The doParallel vignette on CRAN shows a much more realistic example, where one can use `%dopar% to parallelize a bootstrap analysis where a data set is resampled 10,000 times and the analysis is rerun on each sample, and then the results combined:

# Let's use the iris data set to do a parallel bootstrap
# From the doParallel vignette, but slightly modified
x <- iris[which(iris[,5] != "setosa"), c(1,5)]
trials <- 10000
system.time({
  r <- foreach(icount(trials), .combine=rbind) %dopar% {
    ind <- sample(100, 100, replace=TRUE)
    result1 <- glm(x[ind,2]~x[ind,1], family=binomial(logit))
    coefficients(result1)
  }
})
##    user  system elapsed 
##   23.38   10.85    3.14
# And compare that to what it takes to do the same analysis in serial
system.time({
  r <- foreach(icount(trials), .combine=rbind) %do% {
    ind <- sample(100, 100, replace=TRUE)
    result1 <- glm(x[ind,2]~x[ind,1], family=binomial(logit))
    coefficients(result1)
  }
})
##    user  system elapsed 
##  21.207   0.009  21.226
# When you're done, clean up the cluster
stopImplicitCluster()

6.2.10 Summary

In this lesson, we showed examples of computing tasks that are likely limited by the number of CPU cores that can be applied, and we reviewed the architecture of computers to understand the relationship between CPU processors and cores.
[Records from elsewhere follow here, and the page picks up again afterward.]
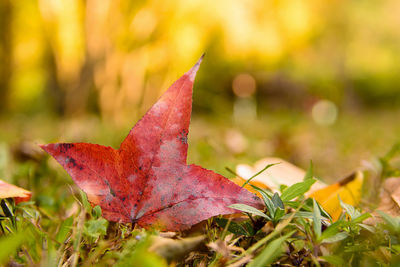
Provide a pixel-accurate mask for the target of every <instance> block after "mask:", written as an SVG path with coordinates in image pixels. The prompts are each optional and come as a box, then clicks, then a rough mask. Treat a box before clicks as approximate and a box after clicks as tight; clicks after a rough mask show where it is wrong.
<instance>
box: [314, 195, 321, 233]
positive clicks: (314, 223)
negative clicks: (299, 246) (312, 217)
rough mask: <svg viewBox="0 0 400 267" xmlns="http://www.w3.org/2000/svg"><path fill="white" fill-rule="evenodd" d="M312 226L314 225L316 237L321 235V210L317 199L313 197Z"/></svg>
mask: <svg viewBox="0 0 400 267" xmlns="http://www.w3.org/2000/svg"><path fill="white" fill-rule="evenodd" d="M313 222H314V224H313V226H314V233H315V235H316V237H317V239H319V237H320V236H321V227H322V223H321V212H320V210H319V207H318V204H317V201H315V199H313Z"/></svg>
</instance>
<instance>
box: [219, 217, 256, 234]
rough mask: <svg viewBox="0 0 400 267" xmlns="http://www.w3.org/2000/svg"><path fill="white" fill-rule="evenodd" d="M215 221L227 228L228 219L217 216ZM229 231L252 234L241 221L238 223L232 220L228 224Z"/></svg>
mask: <svg viewBox="0 0 400 267" xmlns="http://www.w3.org/2000/svg"><path fill="white" fill-rule="evenodd" d="M215 222H216V223H217V224H218V225H219V226H220V227H222V228H225V227H226V225H227V223H228V219H225V218H215ZM228 231H229V232H231V233H233V234H235V235H246V236H249V235H250V234H249V233H248V232H247V231H246V229H245V228H244V227H243V226H242V225H241V224H239V223H236V222H234V221H231V222H230V224H229V226H228Z"/></svg>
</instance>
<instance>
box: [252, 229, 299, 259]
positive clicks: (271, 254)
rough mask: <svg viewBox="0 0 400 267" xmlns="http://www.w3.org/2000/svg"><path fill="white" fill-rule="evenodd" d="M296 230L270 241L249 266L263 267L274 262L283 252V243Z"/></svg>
mask: <svg viewBox="0 0 400 267" xmlns="http://www.w3.org/2000/svg"><path fill="white" fill-rule="evenodd" d="M293 233H294V231H292V232H290V233H288V234H286V235H284V236H282V237H279V238H277V239H275V240H274V241H272V242H271V243H269V244H268V245H267V246H266V247H265V248H264V250H263V251H262V252H261V253H260V254H259V255H258V256H257V257H255V258H254V260H253V261H252V262H250V264H249V265H248V266H249V267H263V266H267V265H269V264H271V263H273V262H274V260H275V259H277V258H278V257H279V256H280V255H281V254H282V252H283V249H282V244H283V243H284V242H285V240H286V239H288V238H289V237H290V236H291V235H292V234H293Z"/></svg>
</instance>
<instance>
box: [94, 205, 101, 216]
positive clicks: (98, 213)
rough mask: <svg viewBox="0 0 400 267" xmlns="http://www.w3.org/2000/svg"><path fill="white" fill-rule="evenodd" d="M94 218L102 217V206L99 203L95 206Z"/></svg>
mask: <svg viewBox="0 0 400 267" xmlns="http://www.w3.org/2000/svg"><path fill="white" fill-rule="evenodd" d="M92 214H93V218H95V219H98V218H100V217H101V208H100V206H99V205H97V206H96V207H94V208H93V210H92Z"/></svg>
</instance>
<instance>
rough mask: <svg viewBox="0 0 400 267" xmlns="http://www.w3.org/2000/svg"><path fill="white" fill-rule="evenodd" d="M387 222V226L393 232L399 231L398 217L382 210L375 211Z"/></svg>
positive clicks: (399, 217) (385, 221) (399, 229)
mask: <svg viewBox="0 0 400 267" xmlns="http://www.w3.org/2000/svg"><path fill="white" fill-rule="evenodd" d="M376 212H377V213H378V214H379V215H380V216H381V217H382V219H383V220H384V221H385V223H386V224H387V226H388V228H389V229H390V230H392V231H394V232H396V233H397V232H400V217H392V216H390V215H389V214H386V213H385V212H383V211H380V210H377V211H376Z"/></svg>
Next, we reviewed the way in which traditional for loops in R can be rewritten as functions that are applied to a list serially using lapply, and then how the parallel package mclapply function can be substituted in order to utilize multiple cores on the local computer to speed up computations. Finally, we installed and reviewed the use of the foreach package with the %dopar operator to accomplish a similar parallelization using multiple cores.